Understanding the OVIX Protocol Tokens
Hello, there. My name is Abdulqudus, and I would like to welcome you to another edition of premium crypto content from my corner. Today, we will discuss the OVIX Protocol’s tokens.
Basically, the OVIX Protocol has two tokens, namely $VIX and $veVix. It should be noted, however, that each coin has a distinct purpose and performs a unique function inside the ecosystem, the main one being the $VIX.
Also referred to as oToken, $VIX is the OVIX Protocol’s native token. It is obtained as a reward for interacting with the OVIX Protocol; that is, users of the OVIX Protocol earn the oToken as a reward for participating in the OVIX Protocol platform. It sounds wonderful, doesn’t it?
The overall quantity of $VIX is set at 200 million tokens, the vast majority of which are held by the OVIX Decentralised Autonomous Organisation. As it stands, the OVIX DAO owns 51 percent of the tokens, with the remaining 49 percent distributed among others.
On the other hand, $veVIX could be referred to as a subset of the $VIX token.

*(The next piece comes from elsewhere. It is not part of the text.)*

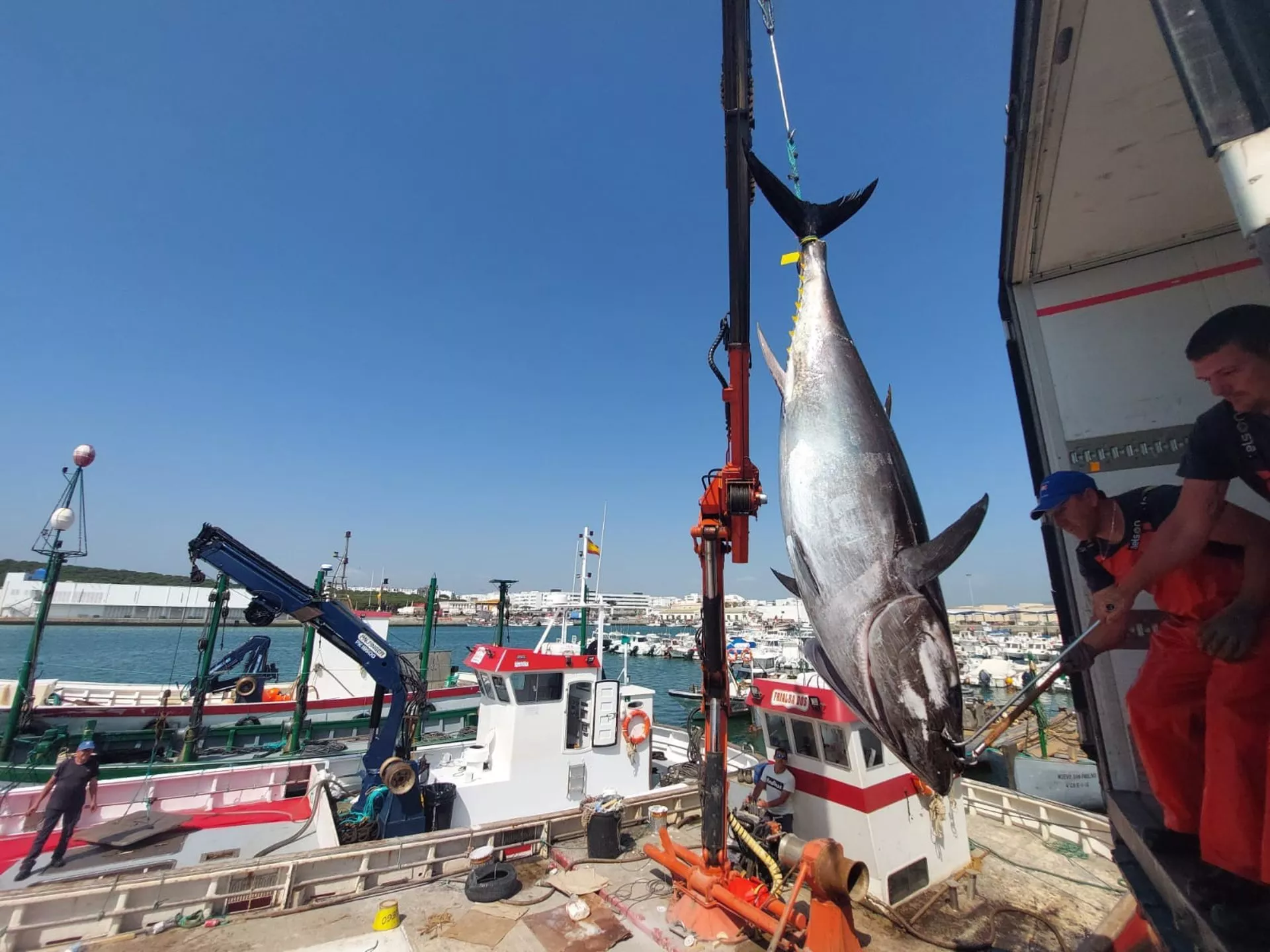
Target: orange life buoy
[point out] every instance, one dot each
(638, 734)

That is, it is basically a derivative of the $VIX token. It is the OVIX Protocol’s governance token and can only be obtained by locking vix into a special smart contract. The amount of veVIX a user can earn is dependent on how long they choose to lock their $VIX. However, it should be noted that the maximum period of time the $VIX token could be locked is a period of four years.
If one VIX is frozen for the said four years, the user will receive a veVIX token in return. It is no rocket science. A user’s veVIX will decay as it approaches the expiration of their $VIX lock-up period. It will eventually reach zero, allowing them to retrieve their locked $VIX.
Finally, it’s worth noting that, while $VIX tokens are transferable, the veVIX token cryptocurrency cannot be traded under any circumstance in order to preserve the exclusivity.
And this is where we’ll come to a halt. I’ll see you guys some other time!